File/Open… the version of the file without motion correction applied (sub-XX_ses-01_task-Localizer_run-01_bold_SCCTBL.fmr)

Analysis/Overlay General Linear Model… load the version of the GLM with both POIs and PONIs (sub-XX_ses-01_Localizer_run-1_POI+PONI.glm)

Play with contrasts using POIs or PONIs such as the following:

Figure 5-10. Left = A typical contrast using only POIs. Right = a contrast using PONIs.  Although PONIs, by definition, are generally not of particular interest, nevertheless, performing such contrasts can give you an idea of how problematic head motion is and which brain regions might be particularly vulnerable.  You can also inspect the time courses of the artifact regions to see how bad the effects are.

Figure 5-10. Left = A typical contrast using only POIs. Right = a contrast using PONIs. Although PONIs, by definition, are generally not of particular interest, nevertheless, performing such contrasts can give you an idea of how problematic head motion is and which brain regions might be particularly vulnerable. You can also inspect the time courses of the artifact regions to see how bad the effects are.

You can adjust thresholds by clicking these symbols (bigger blobs and smaller blobs) on the left side of the main BV window or by using the menu generated from Analysis/Overlay Volume Maps… (Analysis tab) (the latter shows you the Min threshold, which is helpful – for casual data inspection, Min = 2.5 or 3 is a reasonable value).

Question 6: Where do you see signals predicted by POIs?

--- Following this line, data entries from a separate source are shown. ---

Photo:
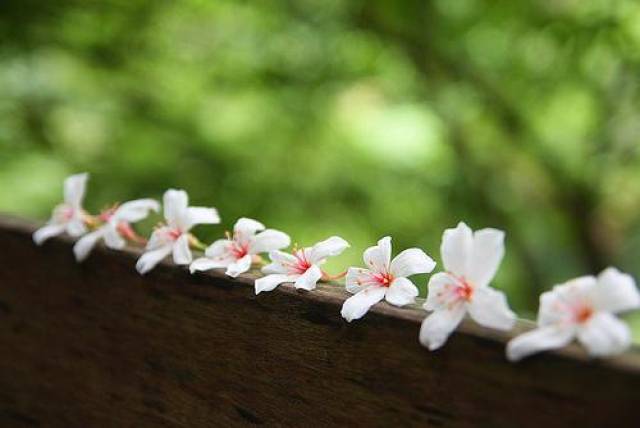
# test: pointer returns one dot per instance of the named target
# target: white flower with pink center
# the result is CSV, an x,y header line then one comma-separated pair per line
x,y
582,308
302,267
174,237
384,279
68,216
471,260
116,227
238,252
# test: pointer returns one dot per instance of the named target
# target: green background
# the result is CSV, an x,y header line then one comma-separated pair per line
x,y
356,118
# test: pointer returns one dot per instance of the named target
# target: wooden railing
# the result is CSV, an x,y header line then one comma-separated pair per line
x,y
96,344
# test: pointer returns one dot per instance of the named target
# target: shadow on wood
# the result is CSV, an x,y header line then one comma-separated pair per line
x,y
97,344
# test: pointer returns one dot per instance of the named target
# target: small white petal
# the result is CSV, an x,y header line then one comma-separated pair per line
x,y
280,261
486,254
357,305
538,340
204,263
328,248
202,215
489,308
441,291
615,292
456,248
76,227
357,279
240,266
219,249
112,238
378,257
151,258
309,279
175,207
411,262
83,247
134,211
181,250
74,189
270,282
248,226
437,327
269,240
604,335
46,232
401,292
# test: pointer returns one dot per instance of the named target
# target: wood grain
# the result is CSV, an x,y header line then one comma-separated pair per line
x,y
99,345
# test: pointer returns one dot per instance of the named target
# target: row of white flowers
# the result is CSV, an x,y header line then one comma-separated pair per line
x,y
582,308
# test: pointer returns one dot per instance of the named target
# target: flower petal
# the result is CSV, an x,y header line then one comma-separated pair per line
x,y
269,240
411,262
540,339
441,291
239,266
83,247
437,327
151,258
46,232
615,292
202,215
205,263
309,279
181,251
112,238
357,279
489,308
76,227
604,335
357,305
270,282
401,292
378,257
327,248
134,211
456,247
280,262
486,254
248,226
74,188
175,207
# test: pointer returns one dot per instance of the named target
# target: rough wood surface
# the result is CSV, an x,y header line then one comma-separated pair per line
x,y
99,345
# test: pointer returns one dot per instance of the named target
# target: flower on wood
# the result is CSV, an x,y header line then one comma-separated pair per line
x,y
471,260
384,278
240,250
174,237
116,226
302,267
582,308
69,216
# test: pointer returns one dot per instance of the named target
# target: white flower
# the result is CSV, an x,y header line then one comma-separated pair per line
x,y
384,278
471,260
174,237
69,215
582,308
237,252
302,267
116,227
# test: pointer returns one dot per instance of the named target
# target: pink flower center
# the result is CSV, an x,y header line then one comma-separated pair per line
x,y
239,250
384,279
302,263
582,313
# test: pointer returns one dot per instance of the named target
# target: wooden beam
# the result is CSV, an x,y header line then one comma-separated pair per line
x,y
96,344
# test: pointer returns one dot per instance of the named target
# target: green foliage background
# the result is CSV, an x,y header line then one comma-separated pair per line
x,y
349,117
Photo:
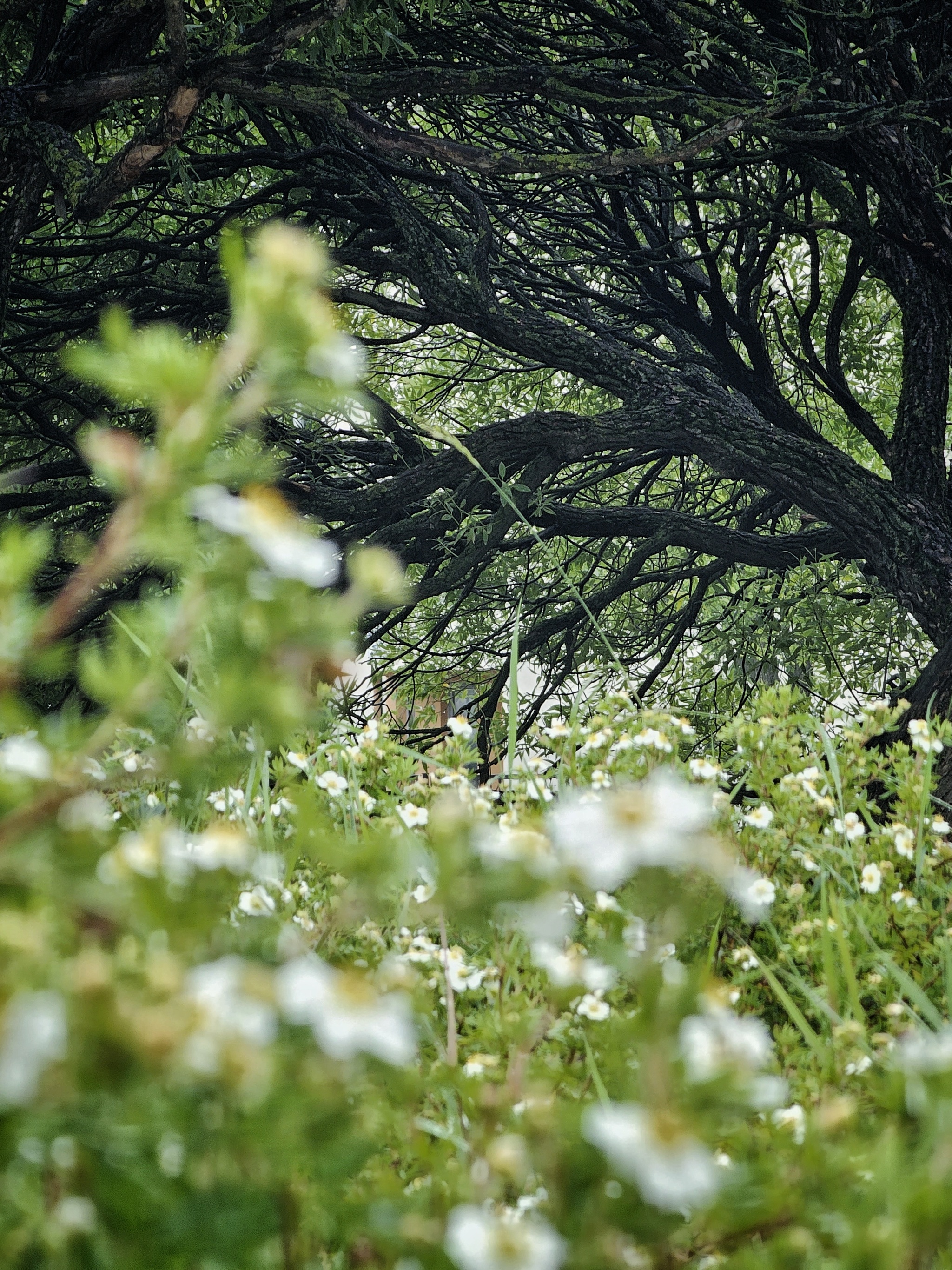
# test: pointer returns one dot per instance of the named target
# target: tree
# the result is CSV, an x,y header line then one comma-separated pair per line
x,y
697,257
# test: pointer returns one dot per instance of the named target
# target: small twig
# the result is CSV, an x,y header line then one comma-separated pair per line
x,y
452,1053
111,552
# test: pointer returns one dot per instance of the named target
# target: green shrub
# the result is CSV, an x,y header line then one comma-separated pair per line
x,y
278,991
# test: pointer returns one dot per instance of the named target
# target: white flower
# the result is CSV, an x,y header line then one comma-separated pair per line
x,y
480,1240
723,1042
333,783
200,729
271,530
791,1118
851,826
257,902
77,1215
648,825
592,1006
412,816
753,893
925,1052
558,728
761,817
672,1170
33,1037
704,770
871,879
478,1064
26,756
650,738
224,1011
86,812
344,1011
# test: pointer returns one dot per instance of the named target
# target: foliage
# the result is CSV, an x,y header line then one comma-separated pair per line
x,y
677,273
280,991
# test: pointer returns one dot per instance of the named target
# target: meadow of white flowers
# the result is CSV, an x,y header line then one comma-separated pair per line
x,y
280,992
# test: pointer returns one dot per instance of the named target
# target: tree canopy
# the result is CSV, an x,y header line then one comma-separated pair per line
x,y
677,276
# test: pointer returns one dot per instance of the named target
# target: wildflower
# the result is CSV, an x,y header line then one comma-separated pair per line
x,y
649,825
271,530
26,756
650,738
747,958
592,1006
480,1240
723,1042
925,1052
333,783
922,739
704,770
200,729
75,1215
346,1014
558,728
33,1037
257,902
851,826
672,1170
478,1064
791,1118
871,879
412,816
224,1010
760,818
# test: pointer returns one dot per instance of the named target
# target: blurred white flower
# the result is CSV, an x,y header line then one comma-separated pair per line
x,y
86,812
647,825
33,1037
257,902
26,756
721,1042
271,530
75,1215
592,1006
852,826
791,1118
672,1170
333,783
760,818
925,1052
412,816
344,1011
482,1240
871,879
704,770
223,1011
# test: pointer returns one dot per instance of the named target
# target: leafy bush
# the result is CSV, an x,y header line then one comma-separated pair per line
x,y
280,991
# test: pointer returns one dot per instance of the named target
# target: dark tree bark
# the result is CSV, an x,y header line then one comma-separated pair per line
x,y
683,213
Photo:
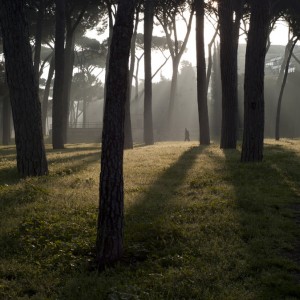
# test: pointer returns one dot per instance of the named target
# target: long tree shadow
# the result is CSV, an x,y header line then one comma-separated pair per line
x,y
264,197
145,219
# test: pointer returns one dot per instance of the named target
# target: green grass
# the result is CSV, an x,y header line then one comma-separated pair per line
x,y
199,225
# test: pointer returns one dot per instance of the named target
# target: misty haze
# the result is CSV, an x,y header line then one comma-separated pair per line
x,y
149,149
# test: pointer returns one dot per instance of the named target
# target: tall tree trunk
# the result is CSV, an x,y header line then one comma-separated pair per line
x,y
216,95
68,74
201,75
128,140
58,89
230,13
148,28
26,108
172,99
38,39
290,50
6,120
46,94
110,28
109,244
252,149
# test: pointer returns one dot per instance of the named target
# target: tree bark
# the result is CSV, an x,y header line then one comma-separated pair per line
x,y
68,74
148,28
290,50
6,120
58,138
38,39
109,244
252,148
46,94
216,95
201,75
229,37
128,140
26,108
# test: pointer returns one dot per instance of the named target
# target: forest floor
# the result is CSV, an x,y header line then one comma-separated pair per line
x,y
198,225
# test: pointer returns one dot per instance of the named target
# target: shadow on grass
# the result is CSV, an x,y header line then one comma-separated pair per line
x,y
264,198
147,232
146,219
70,148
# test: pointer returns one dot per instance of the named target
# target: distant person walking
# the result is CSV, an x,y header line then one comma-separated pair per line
x,y
186,135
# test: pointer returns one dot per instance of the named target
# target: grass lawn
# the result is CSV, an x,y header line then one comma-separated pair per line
x,y
199,225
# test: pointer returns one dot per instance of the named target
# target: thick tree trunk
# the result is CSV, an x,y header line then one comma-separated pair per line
x,y
46,94
290,49
201,75
26,108
148,28
6,120
38,39
252,149
109,245
58,138
229,17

Where do you see signals predicted by PONIs?

 

b) To contrast the effect of including PONIs in the data from the participant with the worst motion artifacts.

Decide which subject you think had the worst motion and use only their data for the remainder of the tutorial. Close all files opened so far.

Go to File/Open… and select the motion corrected file: sub-XX_ses-01_task-Localizer_run-01_bold_SCCTBL_3DMCTS.fmr . Do this again so you have two versions that you can jump between.

In one version , Analysis/Overlay General Linear Model… and select the file that includes only POIs, without PONIs: sub-XX_ses-01_Localizer_run-1_SCCTBL_3DMCTS_POI.glm Contrast all 4 POIs vs. baseline (+1 +1 +1 +1).

In the other version (just open the same fmr again - a new tab will appear), Analysis/Overlay General Linear Model… and select the version with both POIs and PONIs sub-XX_ses-01_Localizer_run-1_SCCTBL_3DMCTS_POI+PONI.glm. Contrast all 4 POIs vs. baseline (+1 +1 +1 +1).

Use Analysis/Overlay Volume Maps… to be sure that both versions are using the same threshold.

Compare and contrast the effect of including PONIs even though our contrast only involves POIs.

Question 7: For only the participant with the worst artifacts,
a) How did the model with only POIs compare to the model with both POIs and PONIs?
b) Considering how the GLM works, what effect should the addition of PONIs have on statistical significance and why?

Question 8:
a) Explain three reasons that motion can be detrimental to fMRI data.
b) In general, which consequences of motion are fixed by motion correction algorithms and which are not?
c) Suggest three strategies that can be used to prevent head motion rather than correcting for it in adults and/or children.